Here are the intents provided as training data:
- Restaurant Milan
- Find me a restaurant in Paris
- I want to eat in London
- I would like to book a hotel in London
- I want to stay in Rome
- I want to book a hotel in London
- Hotel in Monaco
- I want a pizza siciliana
- I want a pizza napoletana
- I want to order a pizza margherita
These are the possible slot values provided during training:
- Pizza type
- quattro formaggi
Hotel Booking Results
All of the platforms performed well on this task. The only mistake was made by LUIS in the phrase “I want to stay in Como” where it wasn’t able to recognize that Como is a city in Italy (it’s also the name of the city’s famed Lake Como).
Restaurant Booking Results
API.AI got a perfect score in this task, LUIS did pretty well, while Lex seemed to struggle. The most mistaken phrase was: “I’m in Rome and I want to eat.” Both LUIS and Lex failed in matching the intent. It is true that they didn’t have a similar phrase in the training set, but the “I want to eat” part was in it and should have guided the matching.
Pizza Ordering Results
This task was the most challenging in slot matching because the slot “pizza type” contains custom values that probably aren’t present in the vocabulary of these platforms.
API.AI struggled in this more difficult task, while LUIS and Lex provided acceptable results. A test sentence that should be highlighted is “I want to order a pizza boscaiola” that looks a lot like the training sentence “I want to order a pizza margherita” except for the pizza type. It should be noted that the pizza type “boscaiola” wasn’t in the dataset, so its recognition poses a big challenge. API.AI recognizes the intent of this phrase but fails in recognizing the pizza type. This hint shows us that API.AI is only recognizing words in the training dataset as slots with no generalization. Lex fails completely on this sentence.
Instead, LUIS recognizes both the intent and the pizza type, which in my opinion, is an incredible result.
|Pricing||API.AI + Google Cloud Speech||LUIS + Bing Speech-to-Text API||Lex|
|Free text requests per month||∞||10,000||10,000|
|Price for 1,000 text requests||$0||$0.75||$0.75|
|Free voice requests per month||60 minutes||5,000||5,000|
|Price for voice requests||$0.006/15s||$0.004 per request (max 15s)||$0.004 per request|
Let’s try to make these numbers more concrete by plugging them into a plausible use case. Suppose we get 100,000 text requests and 30,000 speech requests each month, with an average length of 10 seconds. So, we receive 5,000 minutes of speech per month.
|Cost scenario||API.AI + Google Cloud Speech||LUIS + Bing Speech-to-Text API||Lex|
|Total cost of text requests||$0||(100,000 – 10,000)*$0.00075 = $67.5||(100,000 – 10,000)*$0.00075 = $67.5|
|Total cost of voice requests||(5000-60)*$0.024 = $118.56||(30000 – 5000)*$0.004 = $100||(30000 – 5000)*$0.004 = $100|
Of course, one can decide to use API.AI with Bing Speech-to-Text API, further lowering costs.
In my opinion, API.AI is the best service if you want to start quickly (it offers a lot of built-in functionalities) or if your chatbot doesn’t require a powerful slot matching algorithm.
LUIS has the most powerful NLP engine but requires more effort to build a fully functioning chatbot app.
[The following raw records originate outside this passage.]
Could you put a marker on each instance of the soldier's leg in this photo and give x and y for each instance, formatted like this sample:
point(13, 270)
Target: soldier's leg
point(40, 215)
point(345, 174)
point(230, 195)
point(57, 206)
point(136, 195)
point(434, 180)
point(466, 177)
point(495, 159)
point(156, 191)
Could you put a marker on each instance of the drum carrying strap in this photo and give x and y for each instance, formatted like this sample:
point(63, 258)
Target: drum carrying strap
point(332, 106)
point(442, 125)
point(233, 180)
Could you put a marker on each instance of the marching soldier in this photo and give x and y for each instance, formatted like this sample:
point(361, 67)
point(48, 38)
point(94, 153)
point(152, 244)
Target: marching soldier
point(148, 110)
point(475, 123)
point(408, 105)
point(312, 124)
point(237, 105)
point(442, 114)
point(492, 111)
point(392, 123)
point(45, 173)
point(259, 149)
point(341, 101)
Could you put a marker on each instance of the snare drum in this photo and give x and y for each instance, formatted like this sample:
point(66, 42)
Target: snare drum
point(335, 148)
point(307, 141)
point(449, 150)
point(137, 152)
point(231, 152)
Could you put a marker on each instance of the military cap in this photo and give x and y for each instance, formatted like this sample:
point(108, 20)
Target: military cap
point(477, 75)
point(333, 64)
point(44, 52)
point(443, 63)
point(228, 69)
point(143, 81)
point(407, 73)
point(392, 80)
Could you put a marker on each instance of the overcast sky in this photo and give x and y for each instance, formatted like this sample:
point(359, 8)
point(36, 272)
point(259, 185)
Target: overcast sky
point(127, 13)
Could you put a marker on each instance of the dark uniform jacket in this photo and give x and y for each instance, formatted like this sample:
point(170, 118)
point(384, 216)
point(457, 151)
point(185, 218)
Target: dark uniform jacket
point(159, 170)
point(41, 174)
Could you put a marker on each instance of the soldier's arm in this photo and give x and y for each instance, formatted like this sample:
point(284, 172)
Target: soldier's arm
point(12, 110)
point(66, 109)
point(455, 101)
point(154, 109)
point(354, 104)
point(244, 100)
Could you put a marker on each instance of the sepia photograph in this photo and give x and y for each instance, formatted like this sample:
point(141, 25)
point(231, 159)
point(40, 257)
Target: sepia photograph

With LUIS, you will have to host the bot logic yourself and use different products to communicate with messaging platforms and to enable speech recognition.
Amazon Lex lies somewhere in the middle. With Lex, it is easy to get started and it offers support for the major messaging platforms and speech recognition out of the box. If you are already an AWS user and if you are used to AWS Lambda, Lex is probably the best choice for you.